Our infrastructure is designed to be highly secure, and is managed by our team of certified security engineers. Besides using high-end firewalls, we constantly monitor web traffic, database activity and application activity to proactively prevent unauthorized access. We build security into every level of the application architecture.
Our data center maintains SOC 1 (SSAE18/ ISAE3402), SOC 2, HIPAA, and PCI DSS compliance.
We perform application vulnerability scans on our eMembership system (both dynamic and static code scanning), as well as code reviews. Our cyber security and data center department is overseen by a CISSP and CISA certified Director who works very closely with our software development department; these departments have collectively constructed a secure coding methodology and Secure DevOps infrastructure that ensures security is built into our applications from the ground up. All data is encrypted in transit, and any PII data (including SSN) is encrypted at rest. Although we process credit cards, we use third party processors such as authorize.net or EPN to do so; we do not store credit card numbers in our systems.
Base Architecture
As part of the base architecture for the eMembership hosting environment, Winmill provides the following:
- 1Redundant Power – Power is backed up by redundant generators and redundant UPS systems.
- 2Redundant switching – Redundant gigabit switches prevent a single point of failure in the network architecture.
- 3IP Addresses – Winmill provides all necessary public and private IP addresses.
- 4Monitoring – Winmill provides 24/7 automated monitoring of the eMembership servers. Monitoring includes system health, URL availability and bandwidth usage.
- 5Internet Bandwidth – Winmill provides 1 megabit per second to the Internet from the hosting facility, metered at the 95th percentile. The connection to the Internet is redundant to ensure no single point of failure.
- 6Emergency Contacts – Winmill provides emergency contact information for use in the case of application problems.
- 7Systems Support – Winmill, in concert with our facility provider, keeps the hosting facility staffed 24/7 to ensure that client applications are functioning correctly. If there is a problem that causes an application outage, onsite staff will be able to immediate address the issue.
- 8Environment – Redundant HVAC, and massively redundant high speed peering connection to the Internet backbone.

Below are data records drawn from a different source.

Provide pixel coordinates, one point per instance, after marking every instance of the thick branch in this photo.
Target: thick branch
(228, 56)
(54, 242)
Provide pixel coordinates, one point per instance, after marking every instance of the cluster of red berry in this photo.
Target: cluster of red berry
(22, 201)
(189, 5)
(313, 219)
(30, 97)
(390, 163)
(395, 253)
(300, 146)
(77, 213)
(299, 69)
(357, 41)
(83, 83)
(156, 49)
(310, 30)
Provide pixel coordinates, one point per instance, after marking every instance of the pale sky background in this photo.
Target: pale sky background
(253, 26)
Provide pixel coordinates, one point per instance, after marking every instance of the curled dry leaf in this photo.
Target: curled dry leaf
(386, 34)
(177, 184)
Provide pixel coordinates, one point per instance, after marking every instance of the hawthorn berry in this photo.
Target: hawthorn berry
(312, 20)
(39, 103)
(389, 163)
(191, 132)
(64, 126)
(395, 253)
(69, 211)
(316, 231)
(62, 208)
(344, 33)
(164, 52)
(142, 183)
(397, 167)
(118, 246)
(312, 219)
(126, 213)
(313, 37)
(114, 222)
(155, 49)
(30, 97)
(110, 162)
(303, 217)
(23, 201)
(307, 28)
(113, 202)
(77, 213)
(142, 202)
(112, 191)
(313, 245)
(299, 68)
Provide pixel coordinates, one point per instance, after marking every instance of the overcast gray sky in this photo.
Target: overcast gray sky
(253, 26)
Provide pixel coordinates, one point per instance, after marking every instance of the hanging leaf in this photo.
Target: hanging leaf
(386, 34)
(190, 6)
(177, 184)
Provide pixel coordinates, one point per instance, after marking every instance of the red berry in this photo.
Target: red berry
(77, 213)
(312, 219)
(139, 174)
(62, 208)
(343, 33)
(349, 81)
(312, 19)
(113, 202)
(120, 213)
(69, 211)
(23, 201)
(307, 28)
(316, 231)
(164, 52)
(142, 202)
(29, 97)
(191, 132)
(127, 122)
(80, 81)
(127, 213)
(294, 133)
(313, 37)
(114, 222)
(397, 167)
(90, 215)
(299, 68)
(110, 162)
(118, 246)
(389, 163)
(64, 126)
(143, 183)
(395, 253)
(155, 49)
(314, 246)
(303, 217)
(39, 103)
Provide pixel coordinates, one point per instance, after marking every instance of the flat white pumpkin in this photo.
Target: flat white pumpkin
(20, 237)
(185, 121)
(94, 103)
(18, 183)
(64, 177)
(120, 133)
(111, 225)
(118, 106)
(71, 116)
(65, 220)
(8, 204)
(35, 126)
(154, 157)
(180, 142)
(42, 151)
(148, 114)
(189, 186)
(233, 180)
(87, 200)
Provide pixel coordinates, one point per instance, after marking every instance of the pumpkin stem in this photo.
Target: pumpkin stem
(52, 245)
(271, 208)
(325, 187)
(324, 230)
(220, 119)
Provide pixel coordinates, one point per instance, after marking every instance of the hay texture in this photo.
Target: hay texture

- 9Physical Security – 24/7 manned facility. Physical security requiring multiple combinations of swipe cards, fingerprint scanners, facial geometry scanners, locked cages and cabinets.
Servers
Winmill provides all servers in the hosting facility to run eMembership. Servers are upgraded every 3-4 years at no additional charge. Winmill assumes full responsibility for maintaining server hardware. We provide 24/7 monitoring of the operating system and hardware. We are responsible for all operating system upgrades and patches.
Application Architecture
eMembership is built in Microsoft .NET, runs on a Windows application server and uses a Microsoft SQL server database. Winmill maintains licenses for all requisite operating systems, web servers and database servers.
We apply security patches and hot fixes to the application itself, the .NET framework and the SQL Server database.
Data Backups
Winmill backs up all client files and databases to an electronic vault located in an offsite location. Each night, a backup of the key server data is created and the data vaulting service encrypts and copies the data offsite.
“Working with Winmill’s eMembership team was a pleasure. The team was efficient and pleasant, and eager to make sure we built the database into something useful for us. Taking an ‘out of the box’ template and building it to work for our Local was exactly what we needed.”
”eMembership has enabled us to run our operations and to engage with our members in ways we never thought possible. It supports our membership team, finance team, organizers, field reps and executives, saving us valuable time and increasing collaboration across our staff. We didn’t think we would find a vendor that could accommodate our highly specific set of requirements, but the Winmill team has exceeded our expectations every step of the way.”